If you or a loved one is a veteran, check with the Veteran’s Administration (VA) regarding burial allowances. The VA reimburses the burial costs of any living spouse, child or parent of an honorably discharged veteran, including costs related to transporting the remains. The cost of a burial plot in a VA-certified cemetery may be much less than a traditional burial plot. Families are usually required to cover additional funeral costs, like flowers, obituary notices, and family transportation.
In addition to the plot, there are costs associated with opening the ground, placing the casket, and covering the plot. These services usually add several hundred dollars or more, depending on the cemetery.
When purchasing the gravesite, ask how the cemetery will maintain the gravesite.
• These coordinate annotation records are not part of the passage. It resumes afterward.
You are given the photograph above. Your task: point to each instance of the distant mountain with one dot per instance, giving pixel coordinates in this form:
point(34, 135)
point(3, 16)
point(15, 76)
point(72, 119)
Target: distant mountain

The maintenance fee may be included in the overall funeral expenses, or it could be a monthly or annual service fee.
How you can save on funeral expenses
Funerals today can easily exceed $10,000. Fortunately, there are ways to save.
Price shopping funeral items and services can uncover savings and allow you to still have a beautiful and memorable funeral. Call around to local funeral homes for a price list and decide who your best provider will be. Planning ahead allows you to start a funeral checklist so you can be prepared when the time is right.
If you are certain you want a burial rather than a cremation, typical expenses include:
- Vault or coffin container
- Basic service fee
- Transportation fee(s), including hearse or van use
- Cost of opening the ground, placing the remains in the ground, and burial
Keep in mind you don’t have to purchase a casket or liner at the funeral home. You may be able to find them cheaper through a third-party such as Costco, Walmart, or even Amazon.
Another way to save on funeral costs is the embalming process. The Federal Trade Commission says there are no states that require routine embalming for every death, but there are regulations related to preserving remains prior to burial or cremation, which is more about the length of time between death and disposal to prevent the breakdown of the body.
If you choose direct burial or cremation, you may be able to eliminate embalming altogether.
Even if you engage a funeral home for burial, you don’t have to take advantage of their visitation and memorial services, unless this is something that is important to the family or deceased. Also, memorials can be held at a private home or a place that held special meaning for the deceased which can create a meaningful service at a much lower cost.
Understanding what the average funeral cost is can go a long way in reducing the stress of preparing for a funeral when the time comes.